Il y a eu des manifestations qui sont normales comme forme d’expression démocratique, mais nous appelons à une sérénité nous voulons dire à tous que nous sommes un partenaire et que les points de vus ne doivent pas être vus comme un acte d’hostilité envers le gouvernement ou la population centrafricaine, nous sommes là pour aider comme nous le faisons depuis longtemps et nous allons continuer à aider en respectant la souveraineté de l’État.

Ce nouveau cycle de protestation se propage dans plusieurs pays d’Afrique. En effet, comme au Mali ou dans l’Est de la RDC, la Minusca est également dans le collimateur de la population. Et pour cause, en RDC, l’ONU est présente depuis plusieurs décennies maintenant, et tout comme tous les pays d’Afrique où se trouvent des troupes d’occupation militaires occidentales, les violences ne cessent de s’amplifier et ce sont les populations qui en paient le prix.

Les populations africaines savent maintenant ce qui se trame réellement.

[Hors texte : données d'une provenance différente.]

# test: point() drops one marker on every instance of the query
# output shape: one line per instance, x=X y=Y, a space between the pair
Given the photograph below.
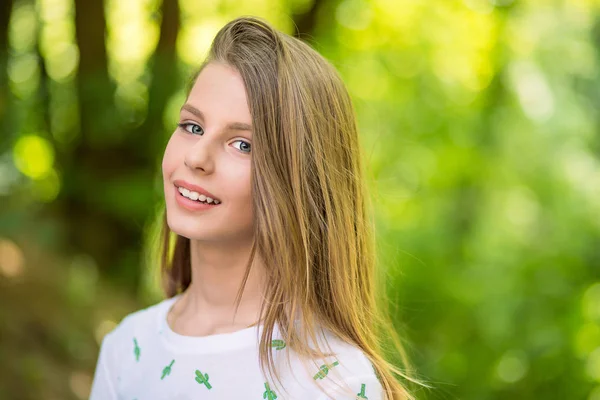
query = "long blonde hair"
x=313 y=226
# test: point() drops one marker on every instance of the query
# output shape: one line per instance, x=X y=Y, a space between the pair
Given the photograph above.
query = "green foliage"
x=480 y=134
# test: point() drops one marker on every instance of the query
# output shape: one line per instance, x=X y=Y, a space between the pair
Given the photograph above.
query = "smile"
x=195 y=196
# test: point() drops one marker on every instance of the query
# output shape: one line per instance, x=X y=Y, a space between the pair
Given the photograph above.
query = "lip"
x=194 y=188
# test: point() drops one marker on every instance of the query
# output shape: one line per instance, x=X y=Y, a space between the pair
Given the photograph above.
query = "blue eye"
x=194 y=129
x=247 y=146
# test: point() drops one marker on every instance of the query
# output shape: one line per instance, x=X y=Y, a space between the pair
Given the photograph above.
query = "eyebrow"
x=237 y=126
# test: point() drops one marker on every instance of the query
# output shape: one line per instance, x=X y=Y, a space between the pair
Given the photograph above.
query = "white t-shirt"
x=144 y=359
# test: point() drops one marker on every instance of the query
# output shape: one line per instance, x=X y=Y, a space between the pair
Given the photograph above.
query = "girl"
x=267 y=247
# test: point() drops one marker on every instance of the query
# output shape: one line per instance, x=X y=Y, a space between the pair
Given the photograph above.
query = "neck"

Si l’ONU ou les troupes d’occupations occidentales sont présentes dans un pays d’Afrique ce n’est certainement pas pour régler les problèmes sécuritaires. C’est un siège, une colonisation pure et simple du pays, et c’est exactement ce que ne veulent pas les populations maliennes, congolaises, centrafricaines, etc… Le ras-le-bol généralisé des populations africaines était prévisible, et il ne fait qu’augmenter de manière exponentielle et ce n’est qu’un début. Les pays d'Afrique n'ont vraiment pas besoin de la présence massive de l'ONU ou des militaires occidentaux. Les armées nationales, les populations et les gouvernements défendent parfaitement bien la souveraineté et l'intégrité de leurs pays respectifs. Et lorsqu'ils mènent des opérations de sécurisation, il y a des résultats concrets et rapides.